SonyBMG Music has licensed over 250,000 tracks from its catalog to the UK-based website we7.com for its new service, which launched into beta yesterday. The service offers free on-demand streaming and downloading with prepended advertising. Record companies share in revenue from the few-second-long ads that play before the actual tracks. Users can convert ad-prepended MP3 downloads to ad-free files after 28 days. Ad-free tracks are also available for sale for GBP 0.70 (USD 1.38) apiece.
This site goes a significant step further than imeem in making major-label music available at no charge to users and taking the majors further into ad-supported territory. It should go without saying that the MP3 downloads are DRM-free.

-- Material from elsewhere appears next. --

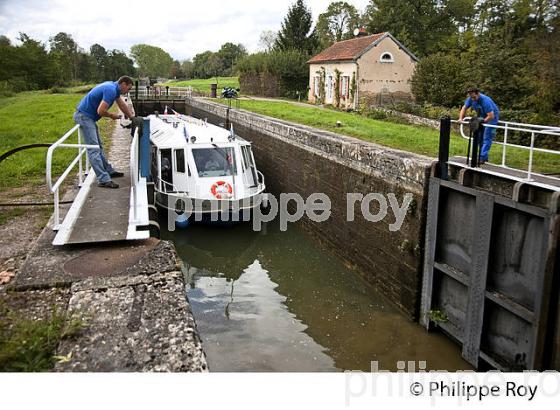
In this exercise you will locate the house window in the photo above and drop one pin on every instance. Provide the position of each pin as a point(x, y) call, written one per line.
point(180, 160)
point(344, 86)
point(387, 57)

We7 effectively gives away what subscription on-demand services like Rhapsody and Napster (which use DRM) charge monthly fees for. Furthermore, whereas those services shut off access to music after a month unless the user pays the next monthly fee, we7 enables the user to get the music without advertising.
We7 is essentially a preview of what MySpace is likely to offer when it launches MySpace Music later this year. As each such service launches -- and attempts to leapfrog its predecessors with more compelling features -- consumers will get more rights to music without paying, and music companies will be placing more and more emphasis on indirect revenue models.
At the same time, it would be overstating matters to suggest that we7 is currently much of a threat to Rhapsody (or even eMusic). Even setting aside the fact that content from only one of the majors is represented -- and not exactly "frontlist" catalog at that -- the site has several limitations. It's not possible to download or stream an entire album at a time (individual tracks must be downloaded or added to online playlists); the search engine is virtually non-functional; and browsing is an exercise in futility.
Still, every time a site launches that offers consumers more rights to music for less money, it raises the bar for other sites while lowering the money bar for consumers. Record companies will have a tough time managing their relationships with the proliferation of new sites that attempt to capture the fickle online audience without letting the latter bar slip too low.